Function inside struct allocates when referenced

FunctionWrappers is not this blind, it safeguards the types. The call signature restriction parametizes the wrapper with the intended return type and argument types, and the wrapper constructor takes a function as an argument.

  1. Taking the function as an argument is almost self-explanatory, we are trying to group function calls together in a language where functions don’t have fixed input types and return types. So, a concrete wrapper type constructor must take any function as an input.

  2. Fixing the return type provides type stability of the functions’ output, which is the bare minimum of categorizing functions in statically typed languages. Since there’s no guarantee of type stability of 1 method, let alone several functions, a convert step of the return value is added after calling the wrapped function. This accommodates type-unstable methods, but a convert with an uninferred input would need a runtime dispatch so it’s best to stick to type-stable methods if you’re going this far to avoid runtime dispatches and allocations.

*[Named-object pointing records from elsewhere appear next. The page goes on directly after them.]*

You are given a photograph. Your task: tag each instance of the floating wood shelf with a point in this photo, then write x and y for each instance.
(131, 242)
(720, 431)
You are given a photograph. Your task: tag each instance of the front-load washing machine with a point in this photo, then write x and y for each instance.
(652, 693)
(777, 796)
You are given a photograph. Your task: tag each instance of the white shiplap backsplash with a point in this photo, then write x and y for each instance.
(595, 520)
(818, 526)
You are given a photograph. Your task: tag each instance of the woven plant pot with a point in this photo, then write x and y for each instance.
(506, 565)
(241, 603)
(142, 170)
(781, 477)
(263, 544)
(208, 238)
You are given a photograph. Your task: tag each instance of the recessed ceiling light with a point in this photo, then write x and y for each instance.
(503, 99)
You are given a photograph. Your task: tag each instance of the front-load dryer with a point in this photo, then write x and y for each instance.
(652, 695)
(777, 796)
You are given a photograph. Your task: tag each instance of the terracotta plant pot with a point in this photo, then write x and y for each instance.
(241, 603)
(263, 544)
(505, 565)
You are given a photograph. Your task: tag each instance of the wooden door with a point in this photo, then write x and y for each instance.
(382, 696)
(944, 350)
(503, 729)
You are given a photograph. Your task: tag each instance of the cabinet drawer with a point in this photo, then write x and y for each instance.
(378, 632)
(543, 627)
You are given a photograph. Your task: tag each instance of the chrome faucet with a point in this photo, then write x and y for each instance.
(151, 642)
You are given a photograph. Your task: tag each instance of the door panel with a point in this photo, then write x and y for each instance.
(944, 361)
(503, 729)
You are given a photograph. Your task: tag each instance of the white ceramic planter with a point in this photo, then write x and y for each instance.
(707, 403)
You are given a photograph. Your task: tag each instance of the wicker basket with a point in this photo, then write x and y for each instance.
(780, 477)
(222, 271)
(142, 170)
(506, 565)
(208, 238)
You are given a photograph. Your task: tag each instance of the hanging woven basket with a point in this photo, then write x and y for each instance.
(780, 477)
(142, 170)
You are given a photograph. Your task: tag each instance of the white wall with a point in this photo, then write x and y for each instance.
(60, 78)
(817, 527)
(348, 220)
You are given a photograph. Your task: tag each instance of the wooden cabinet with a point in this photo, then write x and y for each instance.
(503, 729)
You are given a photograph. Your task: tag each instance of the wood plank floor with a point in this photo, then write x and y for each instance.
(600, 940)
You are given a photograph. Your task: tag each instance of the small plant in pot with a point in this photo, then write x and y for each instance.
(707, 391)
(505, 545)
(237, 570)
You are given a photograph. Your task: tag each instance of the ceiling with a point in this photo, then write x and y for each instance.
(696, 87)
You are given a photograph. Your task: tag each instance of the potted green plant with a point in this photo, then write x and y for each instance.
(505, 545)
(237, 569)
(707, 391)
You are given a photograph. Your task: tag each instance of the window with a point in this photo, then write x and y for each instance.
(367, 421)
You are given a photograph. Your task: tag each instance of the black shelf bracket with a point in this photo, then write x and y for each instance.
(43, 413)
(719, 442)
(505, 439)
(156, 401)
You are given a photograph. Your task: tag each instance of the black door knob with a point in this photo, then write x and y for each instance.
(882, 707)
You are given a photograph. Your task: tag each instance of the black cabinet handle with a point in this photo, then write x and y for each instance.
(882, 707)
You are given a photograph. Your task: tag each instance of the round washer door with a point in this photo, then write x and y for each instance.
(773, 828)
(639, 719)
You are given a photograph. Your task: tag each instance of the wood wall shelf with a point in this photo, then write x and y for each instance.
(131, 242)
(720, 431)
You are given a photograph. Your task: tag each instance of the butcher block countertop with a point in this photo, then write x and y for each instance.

  3. Fixing the argument types provides the rest of the necessary information to dispatch and compile a function call given the wrapped function, and the wrapper stores the compiled code to skip over the typical dispatch mechanism. A convert step of the input arguments is also added before calling the wrapped function. (Hypothetically, function calls could be grouped by return type alone so the argument types could be a field instead of parameters of the wrapper type, but it seems a little crazy to micromanage that for every element of an array of call signatures only to probably input the same argument types every iteration.)

So a FunctionWrapper incurs a runtime cost to make sure what goes in and out of the wrapped compiled code is type-safe, though several converts are usually cheaper than a runtime dispatch. EDIT: those converts might be no-ops if the compiler infers the inputs already are the target type. Also the stored compiled code is not updated when the original method is edited, so use reinit_wrapper on existing instances or replace them entirely.

I’ve never used it, but there is a package FunctionWranglers.jl that doesn’t incur this cost. Rather than wrapping a function one by one, it takes in entire arrays of functions and uses recursively inlined generated functions to unroll loops over them in a set of higher order functions. Think the if-statements checking the function in Variant 4, but the if-statements check the index so the same function at different indices still get their own branch. I’ve never reached for this because the map-like function requires the same input values for each call, indexing the wrangled array isn’t constant time (again, massive unrolled loop), and you can forget about any array mutations after it gets wrangled into recursive immutable struct instances. The repository hasn’t been touched for a couple years but I’m guessing it works because the package has no dependencies and I haven’t spotted any internal or unstable features in the short source file.